By Mahmoud Makki, partner, Ramzi Madi and Tarek Matar, principals, with Strategy& Middle East, part of the PwC network
The GCC region is experiencing the dual economic shock of the COVID-19 pandemic and plummeting oil prices. However, despite the many challenges arising from the crisis, the telecom industry has experienced an upsurge in demand for connectivity. Beyond the dual economic shock, telecom operators must move quickly to build a sustainable strategy and take advantage of what is likely to be a continuing acceleration of digital activity.
The crisis has weakened demand across multiple sectors and disrupted supply chains. In the GCC, its effects have been exacerbated by oil prices hitting their lowest levels in decades. If the oil price remains at around $20 per barrel for the rest of the year, the region’s GDP could experience a severe contraction.
During the lockdown, however, people have been relying on the telecom sector to communicate, consume content, and perform online transactions. GCC operators have already experienced a boom in connectivity demand from consumers who need greater bandwidth, and from enterprises expanding their use of virtual private networks and remote working solutions. There has also been a major increase in digital channel adoption, and a reduction in customer churn.
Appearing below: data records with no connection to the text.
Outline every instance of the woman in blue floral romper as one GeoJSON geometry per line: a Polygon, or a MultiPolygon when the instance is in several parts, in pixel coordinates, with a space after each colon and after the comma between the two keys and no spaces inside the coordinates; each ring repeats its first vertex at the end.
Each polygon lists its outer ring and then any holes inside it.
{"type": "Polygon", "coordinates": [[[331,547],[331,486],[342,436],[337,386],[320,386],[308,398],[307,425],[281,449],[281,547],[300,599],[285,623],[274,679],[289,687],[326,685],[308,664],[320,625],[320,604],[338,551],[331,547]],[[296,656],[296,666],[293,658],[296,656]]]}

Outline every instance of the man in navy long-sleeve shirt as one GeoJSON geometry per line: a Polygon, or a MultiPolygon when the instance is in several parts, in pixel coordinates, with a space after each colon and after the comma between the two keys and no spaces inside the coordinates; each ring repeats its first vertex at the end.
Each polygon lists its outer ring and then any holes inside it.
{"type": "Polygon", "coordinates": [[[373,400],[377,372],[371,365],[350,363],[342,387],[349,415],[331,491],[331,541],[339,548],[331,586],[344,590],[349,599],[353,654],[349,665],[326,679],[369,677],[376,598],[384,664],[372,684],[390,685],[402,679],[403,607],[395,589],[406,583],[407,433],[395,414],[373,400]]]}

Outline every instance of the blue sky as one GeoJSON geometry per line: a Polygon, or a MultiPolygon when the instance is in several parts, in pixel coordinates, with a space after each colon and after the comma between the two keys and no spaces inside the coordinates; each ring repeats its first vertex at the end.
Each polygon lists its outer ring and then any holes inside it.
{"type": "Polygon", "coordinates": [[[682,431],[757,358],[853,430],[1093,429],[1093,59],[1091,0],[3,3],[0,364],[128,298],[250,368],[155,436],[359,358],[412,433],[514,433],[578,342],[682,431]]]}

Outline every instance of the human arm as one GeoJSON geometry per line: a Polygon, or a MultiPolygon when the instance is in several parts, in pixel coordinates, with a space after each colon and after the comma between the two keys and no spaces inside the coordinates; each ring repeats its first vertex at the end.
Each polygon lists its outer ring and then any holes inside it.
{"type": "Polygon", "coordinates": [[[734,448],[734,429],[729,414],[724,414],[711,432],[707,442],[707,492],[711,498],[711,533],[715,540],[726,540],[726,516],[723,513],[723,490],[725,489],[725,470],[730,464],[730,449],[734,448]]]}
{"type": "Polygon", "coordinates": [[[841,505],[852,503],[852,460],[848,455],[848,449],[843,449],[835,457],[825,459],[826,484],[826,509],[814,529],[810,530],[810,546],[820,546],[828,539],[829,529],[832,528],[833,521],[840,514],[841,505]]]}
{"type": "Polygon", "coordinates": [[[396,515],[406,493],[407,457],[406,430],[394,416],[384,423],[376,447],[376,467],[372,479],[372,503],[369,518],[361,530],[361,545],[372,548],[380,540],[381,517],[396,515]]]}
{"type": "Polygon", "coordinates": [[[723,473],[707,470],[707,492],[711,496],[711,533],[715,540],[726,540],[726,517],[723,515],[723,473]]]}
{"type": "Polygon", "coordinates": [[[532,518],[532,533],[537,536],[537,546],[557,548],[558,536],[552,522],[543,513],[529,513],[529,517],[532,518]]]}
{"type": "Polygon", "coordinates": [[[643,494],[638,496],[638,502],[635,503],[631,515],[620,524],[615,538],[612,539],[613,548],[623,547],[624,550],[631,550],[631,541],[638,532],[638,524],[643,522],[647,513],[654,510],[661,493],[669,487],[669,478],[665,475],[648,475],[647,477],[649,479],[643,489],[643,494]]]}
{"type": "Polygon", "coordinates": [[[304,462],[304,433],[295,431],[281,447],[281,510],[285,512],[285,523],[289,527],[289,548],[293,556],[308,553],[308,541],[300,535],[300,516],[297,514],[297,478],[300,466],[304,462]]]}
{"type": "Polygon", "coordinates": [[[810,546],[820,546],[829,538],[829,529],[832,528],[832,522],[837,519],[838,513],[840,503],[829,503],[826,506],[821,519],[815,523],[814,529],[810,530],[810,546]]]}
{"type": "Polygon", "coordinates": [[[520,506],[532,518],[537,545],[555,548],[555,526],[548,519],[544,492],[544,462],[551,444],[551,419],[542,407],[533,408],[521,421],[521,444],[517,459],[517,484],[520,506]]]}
Notwithstanding these positive developments, the dual economic shock has created significant challenges for GCC operators. There has been a significant decline in sales due to closure of stores, upheaval to call center operations, a broken supply chain for devices, regulator-imposed free data and calls, struggling customers and distributors, network congestion, and lower quality of service.
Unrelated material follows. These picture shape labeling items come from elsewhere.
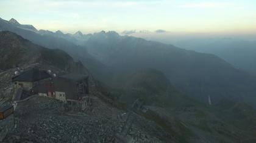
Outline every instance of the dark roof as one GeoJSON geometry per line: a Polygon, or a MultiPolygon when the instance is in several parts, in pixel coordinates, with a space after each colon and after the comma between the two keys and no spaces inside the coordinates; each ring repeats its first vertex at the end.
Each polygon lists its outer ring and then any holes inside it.
{"type": "Polygon", "coordinates": [[[51,78],[51,75],[46,71],[39,70],[37,68],[33,68],[22,73],[20,75],[12,78],[13,81],[27,81],[34,82],[41,79],[51,78]]]}
{"type": "Polygon", "coordinates": [[[59,76],[59,77],[68,79],[71,79],[71,80],[74,80],[74,81],[77,81],[81,79],[87,78],[88,76],[86,75],[71,73],[68,73],[68,74],[59,76]]]}
{"type": "Polygon", "coordinates": [[[18,88],[17,91],[15,93],[15,97],[14,98],[13,101],[20,101],[20,99],[21,99],[23,91],[23,90],[21,88],[18,88]]]}
{"type": "Polygon", "coordinates": [[[4,112],[4,111],[7,110],[8,109],[9,109],[10,108],[13,108],[13,106],[12,105],[4,106],[4,107],[0,108],[0,112],[4,112]]]}

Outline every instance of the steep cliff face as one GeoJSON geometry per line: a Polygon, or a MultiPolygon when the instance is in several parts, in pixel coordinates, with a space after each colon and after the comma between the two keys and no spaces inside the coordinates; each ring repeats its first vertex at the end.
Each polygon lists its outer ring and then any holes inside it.
{"type": "Polygon", "coordinates": [[[74,62],[63,51],[44,48],[7,31],[0,32],[0,68],[2,70],[38,64],[66,72],[87,72],[80,62],[74,62]]]}

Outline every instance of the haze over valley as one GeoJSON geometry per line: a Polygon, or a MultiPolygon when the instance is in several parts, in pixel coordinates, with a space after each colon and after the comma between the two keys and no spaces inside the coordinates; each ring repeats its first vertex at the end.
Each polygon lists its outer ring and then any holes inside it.
{"type": "Polygon", "coordinates": [[[255,2],[37,1],[0,2],[0,141],[256,141],[255,2]]]}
To date, GCC operators have responded to these challenges with immediate tactical measures. For example, Saudi Telecom Company has introduced aggressive discounts and promotions to stimulate demand and compensate for a sales slowdown. It has also increased its focus on digital sales and deliveries. du is repurposing retail outlets to support critical activities, for example as call centers or delivery warehouses. du is improving and promoting its digital customer care to alleviate the burden on call centers.
Aside from these responses, GCC operators must consider the big picture, devising a comprehensive set of actions to minimize disruption in the short term, and build the relevant capabilities to capitalize on growing digitization over the longer term.
Operators first need to act to protect their existing subscriber base through in-depth analytics of customer usage and behavior, followed by targeted offers. This action is particularly urgent because operators lost significant income when many expatriate customers left the country at the onset of the pandemic.
With regard to operations, they must secure additional spectrum and the capacity to handle increases in network traffic. Operators should also safeguard their short-term cash position and develop remote operations management capabilities appropriate for the current economic disruption. This would include getting the most from their resources, reorganizing teams and optimizing their operating model. From a financial perspective, operators should maintain only essential investments to keep the business running, while increasing capacity and minimizing congestion.
At the same time, operators need to mitigate any disruption. They should launch promotions and publicity campaigns to attract customers and raise awareness of digital subscriptions and upgrades. More importantly, operators should expand their digital channels to serve customers seamlessly. This entails revamping their website and self-service applications by adding functionalities, payment methods and expanding delivery services.
Once stability is secured, operators must seize opportunities. The rapid growth of digitization, which many anticipated for coming years, has arrived. To respond to this sudden change in circumstances, GCC operators need a three-pronged strategy.
First, they need to accelerate digitization of their core business fully to meet customer expectations in a highly digital world. This involves portfolio simplification and innovation, revamping digital journeys and channels, and enhancing digital platforms and application program interfaces.
Second, operators must build vertical capabilities to enable the digitization of other sectors, such as data centers and IT services. They should also develop capabilities to provide differentiated digital solutions for traditional sectors, such as education and healthcare, which will continue their digitization after the recovery begins.
Third, operators should assess their contribution in driving growth of emerging technologies, such as blockchain, drones, connected cars and artificial intelligence, which are rapidly becoming mainstream and proliferating. Telecom operators can play a major role in providing the critical connectivity for these technologies. They can also act as a driving force of the platform economy by exploiting strengths such as infrastructure, applications and customer insights.
By taking decisive steps now, telecom operators can prepare for the recovery and maintain their long-term growth agenda. They can lay the foundations to lead the digital future and help other sectors to thrive.